Source: Coffee latte

1. Introduction

When you are young, you must have imagined that if you could be as good as Naruto, you could play games and have classes at the same time. Unfortunately, manga is manga, and there is no such technology in reality. You either have to attend classes honestly, or you have to skip classes and play games. Although we can’t realize the technology of multiplex in reality, we can realize our desire in the computer world.

2. Being in two places in a computer

The ability to be at once in a computer doesn’t come naturally. In 1971, Intel introduced the world’s first general-purpose microprocessor, the 4004, with 2,300 transistors. At the time, Gordon Moore, one of the company’s co-founders, came up with what became known as Moore’s Law: every 18 months, the number of transistors on a chip would double. The original main frequency was 740kHz(740,000 beats per second). Now it’s almost 50 years old, and when you buy a computer, you’ll find that the main frequency is now 4.0GHZ (4 billion beats per second).

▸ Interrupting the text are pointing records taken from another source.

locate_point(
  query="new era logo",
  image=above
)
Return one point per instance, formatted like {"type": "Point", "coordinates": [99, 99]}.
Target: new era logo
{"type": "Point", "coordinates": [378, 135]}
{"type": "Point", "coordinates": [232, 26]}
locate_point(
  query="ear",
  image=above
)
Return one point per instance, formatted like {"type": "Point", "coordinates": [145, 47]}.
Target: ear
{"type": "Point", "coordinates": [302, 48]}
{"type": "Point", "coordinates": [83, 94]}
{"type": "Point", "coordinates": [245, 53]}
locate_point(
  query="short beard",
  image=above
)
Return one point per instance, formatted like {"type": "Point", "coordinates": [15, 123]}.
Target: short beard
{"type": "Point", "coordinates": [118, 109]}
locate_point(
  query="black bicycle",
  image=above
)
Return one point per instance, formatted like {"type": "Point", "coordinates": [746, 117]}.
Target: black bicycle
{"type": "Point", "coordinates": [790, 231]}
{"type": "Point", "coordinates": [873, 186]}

But the higher the frequency, the smaller the benefit:

  • According to calculation, the main frequency every increase 1G, power consumption will rise 25 watts, and in the chip power consumption more than 150 watts, the existing air cooling cooling system will not be able to meet the needs of heat dissipation. Part of the CPU could be used to fry eggs.

  • The pipeline is too long, resulting in low efficiency of unit frequency. In fact, the overall performance of the larger main frequency is inferior to the small main frequency.

  • Gordon Moore thinks Moore’s Law will expire in the next 10-20 years.

In the case of single-core frequency bottleneck, multi-core CPU emerged at the historic moment, not only improve the performance, and reduce the power consumption. So the multi-core CPU has gradually become the mainstream of the current market, so that our multi-threaded programming is also easier.

When it comes to multi-core CPU, we must say GPU, you may be unfamiliar with this, but when it comes to graphics card, I did CUDA programming for a period of time, I realized that this is the real parallel computing, everyone knows the picture pixel point, for example, the picture of 19201080 has 2.1 million pixels. If you wanted to convert every pixel of an image, you would have to loop through it 2.1 million times in Java. Even if we were using a multi-threaded 8-core CPU, we’d have to loop hundreds of thousands of times. However, with Cuda, up to 365535*512=100661760(100 million) threads can be executed in parallel, and images at this level can be processed immediately. But Cuda is generally good for graphics, where there are a lot of pixels to work with at the same time, but the instruction set is small so the logic can’t be too complex.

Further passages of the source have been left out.